Is it possible to create (and also destroy) either of these from within an Airflow operator?
Connection (persisted in Airflow's db)
Environment Variable (should be accessible to all downstream tasks and not just current task as told here)
If not, what are my options?
I'm on
Airflow v1.10
Python 3.6.6
emr-5.15 (can upgrade if required)
Connections come from the ORM
Yes, you can create connections at runtime, even at DAG creation time if you're careful enough. Airflow is completely transparent on its internal models, so you can interact with the underlying SqlAlchemy directly. As exemplified originally in this answer, it's as easy as:
from airflow.models import Connection
from airflow import settings
def create_conn(username, password, host=None):
new_conn = Connection(conn_id=f'{username}_connection',
login=username,
host=host if host else None)
new_conn.set_password(password)
session = settings.Session()
session.add(new_conn)
session.commit()
Where you can, of course, interact with any other extra Connection properties you may require for the EMR connection.

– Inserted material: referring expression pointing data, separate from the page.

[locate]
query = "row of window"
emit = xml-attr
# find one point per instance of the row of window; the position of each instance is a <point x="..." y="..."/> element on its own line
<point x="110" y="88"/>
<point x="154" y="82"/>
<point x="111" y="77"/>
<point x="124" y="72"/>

Environment are process-bounded
This is not a limitation of Airflow or Python, but (AFAIK for every major OS) environments are bound to the lifetime of a process. When you export a variable in bash for example, you're simply stating that when you spawn child processes, you want to copy that variable to the child's environment. This means that the parent process can't change the child's environment after its creation and the child can't change the parents environment.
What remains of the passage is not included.